Boat refugees head for Crete
November 26, 2014Officials and Red Cross volunteers prepared an indoor basketball stadium as interim shelter in the southern Cretan port town of Ierapetra on Wednesday ahead of the migrants' expected arrival.
Greek officials said the Baris, which lost propulsion on Tuesday, was being towed slowly in poor sea conditions and would arrive after nightfall, probably early Thursday.
They said it was unclear which Mediterranean location had been the departure point for the 77-meter (254-foot) vessel, which was sailing under the flag of the Pacific nation of Kiribati.
Unprecedented, says mayor
Ierapetra Mayor Theodosis Kalantzakis said his port town faced a "major problem."
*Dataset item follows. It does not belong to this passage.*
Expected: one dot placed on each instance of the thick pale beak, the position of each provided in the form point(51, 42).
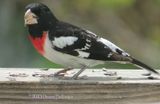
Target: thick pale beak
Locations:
point(30, 18)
"This has never happened before in Greece," he said. "A year or two ago, we had to accommodate 140 migrants ... but we have never had a situation involving 700 people."
Kalantzakis said medics would screen those arriving for infections such as Ebola.
Red Cross volunteer Nikos Nestorakis said the "main concern" was to register the migrants and provide shelter under the "best conditions possible."
Risky journey
Most of the tens of thousands of people who pay smuggling gangs and risk the journey across the Mediterranean in often unseaworthy craft each year end up in Italy.
EU regulations stipulate that refugees seeking asylum must apply in the first country they enter.
About 80 percent of refugees fleeing war-torn Syria reach Greece via its eastern Aegean Sea islands, according to Doctors Without Borders.
Data provided by Amnesty International show that since the start of 2014 more than 2,500 people have drowned or gone missing - about 1.7 percent of the estimated 150,000 who attempt the journey.